Day Traders Diary

11/27/09

U.S. stocks fell sharply at the open on Friday, as traders returned from the Thanksgiving holiday to be met by global nervousness over debt woes for Dubai World. The Dow Jones Industrial Average dropped 201 points, or 1.9%, to 10,261, weighed down by more than 3% drops in shares of Alcoa, Caterpillar, and General Electric. The S&P 500 index fell 26 points, or 2.3%, to 1,084, while the Nasdaq Composite slumped 50 points, or 3%, to 2,125. The good news is very few U.S. firms have direct exposure to Dubai. Citigroup has modest exposure to the United Arab Emirates region. Citigroup and the rest of the U.S. banks are only modestly lower. The bigger exposure is for European investment banks like Barclays and Duetsche Bank. Both are lower by 6%. Another foreign bank HSBC is lower by 6% as well. The bigger impact in the U.S. is foreign investors flocking to the U.S. dollar for safety. The markets have moved inversely with the dollar for some time. The bump in the dollar is also hitting the commodities. The price of oil is lower by 5%. Gold is down 2.5%. After the first half an hour the averages bounced a little off the lows, but virtually everything is lower. Through the morning more of the same. Volume is light as many investors are taking off this abbreviated trading day.
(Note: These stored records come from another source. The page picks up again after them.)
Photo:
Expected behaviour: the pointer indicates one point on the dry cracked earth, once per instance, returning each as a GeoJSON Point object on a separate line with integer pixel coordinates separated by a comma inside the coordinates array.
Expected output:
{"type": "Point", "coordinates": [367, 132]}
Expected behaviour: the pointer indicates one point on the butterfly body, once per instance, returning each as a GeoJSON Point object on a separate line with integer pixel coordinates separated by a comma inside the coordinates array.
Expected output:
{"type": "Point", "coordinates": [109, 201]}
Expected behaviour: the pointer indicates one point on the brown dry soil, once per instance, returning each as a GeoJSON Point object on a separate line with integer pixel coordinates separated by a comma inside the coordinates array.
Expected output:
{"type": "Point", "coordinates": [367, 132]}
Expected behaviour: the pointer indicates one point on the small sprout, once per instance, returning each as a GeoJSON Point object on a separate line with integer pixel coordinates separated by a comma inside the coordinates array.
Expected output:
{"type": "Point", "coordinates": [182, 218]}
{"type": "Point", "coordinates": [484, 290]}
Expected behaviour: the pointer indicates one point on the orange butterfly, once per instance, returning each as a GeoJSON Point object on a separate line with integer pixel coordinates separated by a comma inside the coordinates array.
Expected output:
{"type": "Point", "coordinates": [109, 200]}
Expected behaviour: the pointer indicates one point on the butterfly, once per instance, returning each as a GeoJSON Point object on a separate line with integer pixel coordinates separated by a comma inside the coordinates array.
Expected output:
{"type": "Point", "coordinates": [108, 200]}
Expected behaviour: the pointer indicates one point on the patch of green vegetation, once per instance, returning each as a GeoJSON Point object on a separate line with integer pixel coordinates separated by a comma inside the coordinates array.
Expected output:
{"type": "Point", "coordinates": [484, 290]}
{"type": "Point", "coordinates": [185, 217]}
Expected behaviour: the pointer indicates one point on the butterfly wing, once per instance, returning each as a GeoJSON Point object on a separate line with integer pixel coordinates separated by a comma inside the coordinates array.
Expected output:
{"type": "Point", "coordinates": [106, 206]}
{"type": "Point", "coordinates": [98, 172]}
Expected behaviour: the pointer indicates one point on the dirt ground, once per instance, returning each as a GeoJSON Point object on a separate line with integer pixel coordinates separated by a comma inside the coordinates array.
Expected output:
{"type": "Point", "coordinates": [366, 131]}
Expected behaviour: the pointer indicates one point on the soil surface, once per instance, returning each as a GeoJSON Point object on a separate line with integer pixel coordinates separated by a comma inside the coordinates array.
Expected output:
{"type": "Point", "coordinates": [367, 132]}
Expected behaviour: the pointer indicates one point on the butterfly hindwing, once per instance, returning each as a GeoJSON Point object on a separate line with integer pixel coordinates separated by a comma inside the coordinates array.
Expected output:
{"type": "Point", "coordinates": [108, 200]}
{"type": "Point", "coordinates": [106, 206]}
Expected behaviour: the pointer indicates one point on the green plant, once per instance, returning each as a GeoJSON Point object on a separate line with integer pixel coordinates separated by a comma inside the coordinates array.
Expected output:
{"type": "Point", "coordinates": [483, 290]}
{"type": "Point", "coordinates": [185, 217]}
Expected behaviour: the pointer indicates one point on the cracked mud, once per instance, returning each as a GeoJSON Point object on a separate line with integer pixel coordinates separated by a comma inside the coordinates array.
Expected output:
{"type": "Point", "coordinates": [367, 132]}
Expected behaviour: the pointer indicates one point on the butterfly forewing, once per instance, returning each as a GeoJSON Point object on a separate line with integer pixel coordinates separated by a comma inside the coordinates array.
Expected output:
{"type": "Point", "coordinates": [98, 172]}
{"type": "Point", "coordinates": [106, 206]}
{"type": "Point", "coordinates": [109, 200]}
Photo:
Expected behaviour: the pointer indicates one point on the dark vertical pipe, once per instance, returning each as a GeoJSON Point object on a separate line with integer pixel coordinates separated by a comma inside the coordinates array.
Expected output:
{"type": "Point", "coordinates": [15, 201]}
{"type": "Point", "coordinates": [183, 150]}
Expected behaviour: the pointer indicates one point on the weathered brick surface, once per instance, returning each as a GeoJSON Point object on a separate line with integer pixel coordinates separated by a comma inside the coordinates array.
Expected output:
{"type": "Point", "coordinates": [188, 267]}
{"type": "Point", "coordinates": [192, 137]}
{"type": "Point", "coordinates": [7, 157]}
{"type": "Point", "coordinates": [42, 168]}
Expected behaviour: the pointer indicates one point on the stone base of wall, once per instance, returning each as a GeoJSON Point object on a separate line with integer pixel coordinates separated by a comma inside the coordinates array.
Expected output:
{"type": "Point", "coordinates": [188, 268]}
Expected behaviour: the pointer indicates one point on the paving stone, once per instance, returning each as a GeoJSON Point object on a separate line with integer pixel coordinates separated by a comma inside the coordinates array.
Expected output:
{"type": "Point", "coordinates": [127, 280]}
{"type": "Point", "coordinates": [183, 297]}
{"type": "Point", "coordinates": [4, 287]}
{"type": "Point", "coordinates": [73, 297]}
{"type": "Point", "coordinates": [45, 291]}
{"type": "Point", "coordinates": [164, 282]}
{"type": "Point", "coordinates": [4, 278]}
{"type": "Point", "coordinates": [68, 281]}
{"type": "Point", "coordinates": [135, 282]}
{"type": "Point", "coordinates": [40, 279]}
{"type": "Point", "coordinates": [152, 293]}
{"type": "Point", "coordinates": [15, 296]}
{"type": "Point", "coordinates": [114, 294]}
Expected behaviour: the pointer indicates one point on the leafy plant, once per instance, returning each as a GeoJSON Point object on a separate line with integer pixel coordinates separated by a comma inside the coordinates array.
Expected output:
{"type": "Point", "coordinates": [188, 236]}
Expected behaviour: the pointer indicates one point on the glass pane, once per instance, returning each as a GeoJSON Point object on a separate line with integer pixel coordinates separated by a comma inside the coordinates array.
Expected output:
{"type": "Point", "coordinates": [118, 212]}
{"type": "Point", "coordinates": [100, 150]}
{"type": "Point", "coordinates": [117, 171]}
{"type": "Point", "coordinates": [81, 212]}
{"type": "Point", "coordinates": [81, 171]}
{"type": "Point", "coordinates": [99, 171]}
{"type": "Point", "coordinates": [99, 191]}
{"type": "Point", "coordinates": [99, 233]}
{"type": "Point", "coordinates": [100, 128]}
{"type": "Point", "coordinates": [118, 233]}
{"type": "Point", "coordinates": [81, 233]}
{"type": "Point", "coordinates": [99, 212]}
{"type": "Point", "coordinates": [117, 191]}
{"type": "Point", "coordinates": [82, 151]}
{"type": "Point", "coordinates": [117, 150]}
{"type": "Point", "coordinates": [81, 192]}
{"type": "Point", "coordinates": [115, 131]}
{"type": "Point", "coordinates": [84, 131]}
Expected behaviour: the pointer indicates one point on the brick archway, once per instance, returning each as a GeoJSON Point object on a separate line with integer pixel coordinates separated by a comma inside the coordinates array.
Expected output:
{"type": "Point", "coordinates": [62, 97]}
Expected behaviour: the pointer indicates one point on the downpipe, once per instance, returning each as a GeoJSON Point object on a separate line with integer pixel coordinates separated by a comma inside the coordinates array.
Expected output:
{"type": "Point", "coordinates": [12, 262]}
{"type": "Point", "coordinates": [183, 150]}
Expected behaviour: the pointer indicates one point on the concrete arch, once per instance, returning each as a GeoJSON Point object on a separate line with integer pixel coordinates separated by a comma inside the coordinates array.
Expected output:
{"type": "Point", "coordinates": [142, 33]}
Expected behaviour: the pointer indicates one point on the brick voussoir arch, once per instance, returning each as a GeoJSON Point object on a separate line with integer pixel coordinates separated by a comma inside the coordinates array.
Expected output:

In the last hour, noon to 1pm, the averages tried to rebound, then sold off. The Dow Jones Industrial Average finished down 154 points, or 1.5%, at 10,309. The S&P 500 index fell 19 points to 1091. The Nasdaq Composite ended down 37 points, or 1.7%, at 2,138. For the week, the Dow fell 0.1%, the S&P 500 fell 0.01% and the Nasdaq dropped 0.4%.